Twitter is a cruel mistress. She steals me from you at all hours of the night, bloggie.
She sucks me in with her promises of DMs and @ mentions! So I go to her. I go to her hoping for instant fame and 1,000 followers.
But it’s never what I get, bloggie. Not Ever.
So, I’m coming back to you in full force, bloggie. You and me. Forever.
Also, it’s absolutely gorgeous in Portland, today bloggie. Too bad I’m stuck wearing business casual monkey suits for the man. But it’s worth it. Because I can play with you when I’m at work. Private offices are where I can practice my blog love.
Anyone reading this — feel free to follow me on the Twitter. @MeaganKate.
Don’t worry, bloggie – I just REALLY want to make it to a milliony bajilliony followers. It’s not you. It’s me.
Last week, Portland was downpouring. I ruined a pair of suede flats trying to outrun a metro bus and make it into the office without looking like the tragic climax of a Nicholas Sparks film.
And now I’m laying in bed sweating.
My crack head neighbor called to me yesterday as I left for a concert.
“You got one of ‘dem air conditioners in there?”
“Nope. Not right now.”
“Yah best get one. It’s about to get really hot.”
“I heard.”
“We wouldn’t want you meltin’ or nothin’ like that.”
“Indeed. No melting.”
“incoherantgrumbles”
Storymakerupper was supposed to sell me her AC unit. I haven’t done that yet. But I should soon, because I have to come to terms with the fact that I am NOT made for heat. Meagans are a fragile, simple people. We need cold air, chilled wine and DVDs of workplace comedies.
Fuck this day and this heat and my sweating.
Someone. Someone please bring me ice. My deadbolt is broken. You could probably get in if you try hard enough.
I’ll be up here. Watching The Whitest Guys You Know. Dying.
I was up until 2:30 a.m. and had to be at work at 8:30 a.m.
Don’t ask why I was up – that is besides the point. ::iwaswithaboy!::
The point here is that I am dead to the world. And when Meagan gets incredibly sleepy, Meagan gets fuzzy.
For instance, she puts the wrong shoes on her feet and walks around for two hours before realizing her error. Or maybe she puts her bra on inside out. Perhaps today, she tried to eat yogurt with a fork.
The point is: I think nap time should make a comeback.
I hated naps as a child, and I’m honestly not that great at them now. I get antsy and feel the need to get things ‘done.’
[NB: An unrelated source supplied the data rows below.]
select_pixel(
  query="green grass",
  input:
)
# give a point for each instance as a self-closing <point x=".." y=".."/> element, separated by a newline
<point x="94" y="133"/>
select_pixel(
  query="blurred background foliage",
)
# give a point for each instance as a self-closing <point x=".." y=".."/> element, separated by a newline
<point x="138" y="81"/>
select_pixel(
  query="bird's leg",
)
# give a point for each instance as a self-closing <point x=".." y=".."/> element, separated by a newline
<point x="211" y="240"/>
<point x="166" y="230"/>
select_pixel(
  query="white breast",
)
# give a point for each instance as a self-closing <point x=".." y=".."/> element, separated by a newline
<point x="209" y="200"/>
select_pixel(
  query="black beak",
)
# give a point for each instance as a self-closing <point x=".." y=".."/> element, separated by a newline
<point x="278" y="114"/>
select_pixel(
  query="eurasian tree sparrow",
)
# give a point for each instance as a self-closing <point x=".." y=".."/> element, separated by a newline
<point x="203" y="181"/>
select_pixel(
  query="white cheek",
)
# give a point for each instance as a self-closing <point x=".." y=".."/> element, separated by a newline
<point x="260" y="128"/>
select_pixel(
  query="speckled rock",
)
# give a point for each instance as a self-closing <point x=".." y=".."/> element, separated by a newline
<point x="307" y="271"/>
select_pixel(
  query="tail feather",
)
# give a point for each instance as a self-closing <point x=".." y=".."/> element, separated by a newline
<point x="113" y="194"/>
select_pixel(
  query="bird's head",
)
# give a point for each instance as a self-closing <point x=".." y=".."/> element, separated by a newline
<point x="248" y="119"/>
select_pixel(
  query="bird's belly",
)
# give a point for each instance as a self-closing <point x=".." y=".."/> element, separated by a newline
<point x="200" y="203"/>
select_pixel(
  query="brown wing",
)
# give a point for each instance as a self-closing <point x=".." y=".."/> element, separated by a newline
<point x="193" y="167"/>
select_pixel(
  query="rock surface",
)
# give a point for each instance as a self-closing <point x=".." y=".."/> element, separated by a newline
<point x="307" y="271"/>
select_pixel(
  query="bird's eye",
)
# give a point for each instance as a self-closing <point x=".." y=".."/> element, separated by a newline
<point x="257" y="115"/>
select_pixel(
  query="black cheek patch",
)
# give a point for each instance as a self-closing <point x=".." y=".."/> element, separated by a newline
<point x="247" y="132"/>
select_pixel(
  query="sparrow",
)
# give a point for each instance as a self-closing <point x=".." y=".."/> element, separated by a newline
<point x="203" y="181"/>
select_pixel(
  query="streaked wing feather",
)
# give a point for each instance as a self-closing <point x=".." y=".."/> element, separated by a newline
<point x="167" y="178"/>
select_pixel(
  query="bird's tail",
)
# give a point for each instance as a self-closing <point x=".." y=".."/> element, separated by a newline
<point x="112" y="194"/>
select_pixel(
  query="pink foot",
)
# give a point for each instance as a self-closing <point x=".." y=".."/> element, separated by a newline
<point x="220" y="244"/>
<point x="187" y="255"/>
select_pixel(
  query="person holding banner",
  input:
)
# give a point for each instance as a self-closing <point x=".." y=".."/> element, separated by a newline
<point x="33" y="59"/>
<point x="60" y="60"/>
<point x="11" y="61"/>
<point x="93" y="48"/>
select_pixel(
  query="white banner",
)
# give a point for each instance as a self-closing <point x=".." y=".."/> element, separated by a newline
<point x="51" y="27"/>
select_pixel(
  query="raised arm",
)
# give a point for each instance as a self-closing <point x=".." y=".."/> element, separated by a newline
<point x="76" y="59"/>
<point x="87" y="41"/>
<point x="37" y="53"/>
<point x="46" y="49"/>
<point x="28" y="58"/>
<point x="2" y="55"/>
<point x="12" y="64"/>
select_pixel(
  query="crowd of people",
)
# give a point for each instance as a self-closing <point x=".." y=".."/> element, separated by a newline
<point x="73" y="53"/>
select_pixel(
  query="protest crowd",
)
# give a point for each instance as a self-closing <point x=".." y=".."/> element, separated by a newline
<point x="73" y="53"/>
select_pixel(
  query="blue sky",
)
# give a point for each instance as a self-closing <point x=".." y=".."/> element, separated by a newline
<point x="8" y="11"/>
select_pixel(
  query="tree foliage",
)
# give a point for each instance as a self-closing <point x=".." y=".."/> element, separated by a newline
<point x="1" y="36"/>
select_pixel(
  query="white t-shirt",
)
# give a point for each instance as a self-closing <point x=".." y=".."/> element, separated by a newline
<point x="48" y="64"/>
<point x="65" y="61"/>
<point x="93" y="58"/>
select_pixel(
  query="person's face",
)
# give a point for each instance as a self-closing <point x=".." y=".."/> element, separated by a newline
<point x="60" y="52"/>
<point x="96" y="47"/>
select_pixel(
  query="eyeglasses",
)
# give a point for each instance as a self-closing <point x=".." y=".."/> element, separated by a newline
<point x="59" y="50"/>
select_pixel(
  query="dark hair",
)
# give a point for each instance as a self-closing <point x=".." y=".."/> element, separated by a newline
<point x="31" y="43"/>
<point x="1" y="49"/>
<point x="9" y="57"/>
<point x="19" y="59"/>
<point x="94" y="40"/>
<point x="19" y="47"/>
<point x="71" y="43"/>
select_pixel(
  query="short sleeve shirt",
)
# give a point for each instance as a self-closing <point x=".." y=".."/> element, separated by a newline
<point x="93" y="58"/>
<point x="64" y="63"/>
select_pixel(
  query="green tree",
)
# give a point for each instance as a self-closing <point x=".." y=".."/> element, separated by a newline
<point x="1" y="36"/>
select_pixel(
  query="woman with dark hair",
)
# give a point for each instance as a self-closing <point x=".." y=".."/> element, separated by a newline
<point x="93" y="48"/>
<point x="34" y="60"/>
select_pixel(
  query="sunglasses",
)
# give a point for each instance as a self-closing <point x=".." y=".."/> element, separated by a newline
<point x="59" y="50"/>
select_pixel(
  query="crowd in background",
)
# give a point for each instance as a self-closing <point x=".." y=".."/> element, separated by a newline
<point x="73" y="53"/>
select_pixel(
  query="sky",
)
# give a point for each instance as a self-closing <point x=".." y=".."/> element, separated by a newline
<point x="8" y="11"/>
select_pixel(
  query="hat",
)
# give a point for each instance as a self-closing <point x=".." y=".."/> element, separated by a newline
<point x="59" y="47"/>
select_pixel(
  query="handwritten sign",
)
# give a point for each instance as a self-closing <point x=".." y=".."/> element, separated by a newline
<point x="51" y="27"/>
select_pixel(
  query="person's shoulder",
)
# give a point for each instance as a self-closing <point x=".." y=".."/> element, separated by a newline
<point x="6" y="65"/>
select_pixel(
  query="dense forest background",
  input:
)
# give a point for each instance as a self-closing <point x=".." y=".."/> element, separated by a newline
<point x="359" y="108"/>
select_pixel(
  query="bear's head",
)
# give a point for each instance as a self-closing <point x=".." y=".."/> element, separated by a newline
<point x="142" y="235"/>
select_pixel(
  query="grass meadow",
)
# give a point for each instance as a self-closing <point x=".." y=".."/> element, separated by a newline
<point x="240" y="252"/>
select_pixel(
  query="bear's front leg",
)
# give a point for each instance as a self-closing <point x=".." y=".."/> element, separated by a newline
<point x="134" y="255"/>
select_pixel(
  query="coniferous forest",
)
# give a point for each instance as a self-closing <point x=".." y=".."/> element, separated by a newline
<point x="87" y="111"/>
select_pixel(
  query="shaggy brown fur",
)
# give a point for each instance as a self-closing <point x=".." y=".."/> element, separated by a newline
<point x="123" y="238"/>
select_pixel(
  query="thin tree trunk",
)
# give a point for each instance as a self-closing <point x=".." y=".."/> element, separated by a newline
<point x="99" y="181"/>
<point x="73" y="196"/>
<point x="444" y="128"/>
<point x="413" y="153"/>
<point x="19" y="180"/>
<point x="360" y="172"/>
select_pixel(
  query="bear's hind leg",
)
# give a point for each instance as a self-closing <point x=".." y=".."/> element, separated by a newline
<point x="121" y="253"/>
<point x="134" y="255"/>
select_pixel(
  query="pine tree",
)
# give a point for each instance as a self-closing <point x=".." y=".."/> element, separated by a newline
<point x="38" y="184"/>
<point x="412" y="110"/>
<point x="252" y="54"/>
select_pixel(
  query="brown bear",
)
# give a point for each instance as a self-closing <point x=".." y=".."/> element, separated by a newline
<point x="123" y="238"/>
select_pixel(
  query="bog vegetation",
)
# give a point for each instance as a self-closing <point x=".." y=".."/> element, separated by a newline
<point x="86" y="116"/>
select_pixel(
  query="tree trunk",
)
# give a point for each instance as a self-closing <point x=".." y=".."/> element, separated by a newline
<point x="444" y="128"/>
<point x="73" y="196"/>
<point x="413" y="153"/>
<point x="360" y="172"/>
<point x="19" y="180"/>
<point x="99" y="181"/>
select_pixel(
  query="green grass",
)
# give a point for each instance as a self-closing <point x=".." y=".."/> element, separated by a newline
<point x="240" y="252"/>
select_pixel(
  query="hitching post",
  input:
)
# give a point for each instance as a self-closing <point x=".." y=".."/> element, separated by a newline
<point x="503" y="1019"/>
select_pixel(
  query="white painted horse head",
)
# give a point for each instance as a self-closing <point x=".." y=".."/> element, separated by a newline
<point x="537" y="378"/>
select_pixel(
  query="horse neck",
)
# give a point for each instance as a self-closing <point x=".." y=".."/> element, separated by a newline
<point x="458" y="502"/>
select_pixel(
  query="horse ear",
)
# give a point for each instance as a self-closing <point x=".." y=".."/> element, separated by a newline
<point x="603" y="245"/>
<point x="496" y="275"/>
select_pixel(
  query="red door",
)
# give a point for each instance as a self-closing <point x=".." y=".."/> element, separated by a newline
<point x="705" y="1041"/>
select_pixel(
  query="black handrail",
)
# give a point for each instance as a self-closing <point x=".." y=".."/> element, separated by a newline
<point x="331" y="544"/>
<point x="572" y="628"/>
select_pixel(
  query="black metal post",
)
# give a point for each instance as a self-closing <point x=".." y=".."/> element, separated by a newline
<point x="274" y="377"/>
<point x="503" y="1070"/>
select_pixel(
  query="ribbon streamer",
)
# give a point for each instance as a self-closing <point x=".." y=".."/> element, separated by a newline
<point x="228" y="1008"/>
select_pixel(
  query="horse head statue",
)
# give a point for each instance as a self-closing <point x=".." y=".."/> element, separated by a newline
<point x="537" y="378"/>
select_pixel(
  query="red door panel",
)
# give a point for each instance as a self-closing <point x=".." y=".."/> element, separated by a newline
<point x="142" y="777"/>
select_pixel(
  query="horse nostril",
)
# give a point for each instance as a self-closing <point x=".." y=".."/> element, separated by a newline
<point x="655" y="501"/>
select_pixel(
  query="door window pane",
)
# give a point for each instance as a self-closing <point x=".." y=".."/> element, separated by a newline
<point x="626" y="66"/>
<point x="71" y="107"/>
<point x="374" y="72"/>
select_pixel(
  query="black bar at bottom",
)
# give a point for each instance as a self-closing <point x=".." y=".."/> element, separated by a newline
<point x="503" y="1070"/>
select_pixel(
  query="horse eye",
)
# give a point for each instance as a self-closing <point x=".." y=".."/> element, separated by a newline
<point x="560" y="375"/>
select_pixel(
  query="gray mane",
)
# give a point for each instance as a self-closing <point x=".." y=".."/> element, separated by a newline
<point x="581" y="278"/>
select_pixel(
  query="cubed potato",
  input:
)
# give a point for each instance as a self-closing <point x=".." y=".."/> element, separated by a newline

Recently, however, I have come to realize that getting things ‘done’ is overrated, and therefore feel a revolution for Adult Nap Time (accompanied with afternoon wine) is needed!
So, who’s with me? I mean, if we start with the city of Portland, and everyone just shuts down at 1:30, what are they going to do!? NOTHING.
I apologize to the usual four of you who read this blog. I have been awful at keeping up with this page for the last week or so. Partially because Bea Arthur’s death required heavy mourning on my part. Partially because I went to a bodybuilding competition. Partially because some not-so-funny things happened to me last week and nobody wants to read about that!
We like happy sunshine and observational humor! Yay!
I was talking to a friend about how un-funny I have felt the last week or so and she suggested finding one of those awkward ‘101 Great Posting Tips’ sites. I told her I was above those, because god dammit, I’m original.
And then I realized that looking at it might just make me laugh, which I needed.
I was surprised to see the long list of things you can write about! I thought that sarcastic comments about others’ clothing and opinions was the only way! Maybe these would be useful?
Apparently, when using ‘bar charts or graphs’ you get more readers! So, I got this on The Internets. I don’t know what it’s for, but look at it!
Oohhhhh… pretty.
The site also indicated that people like polls, so I made you one. Enjoy.
Finally, number 44 on this site was “Make A Funny Post.”
So — for that, please refer to all previous posts.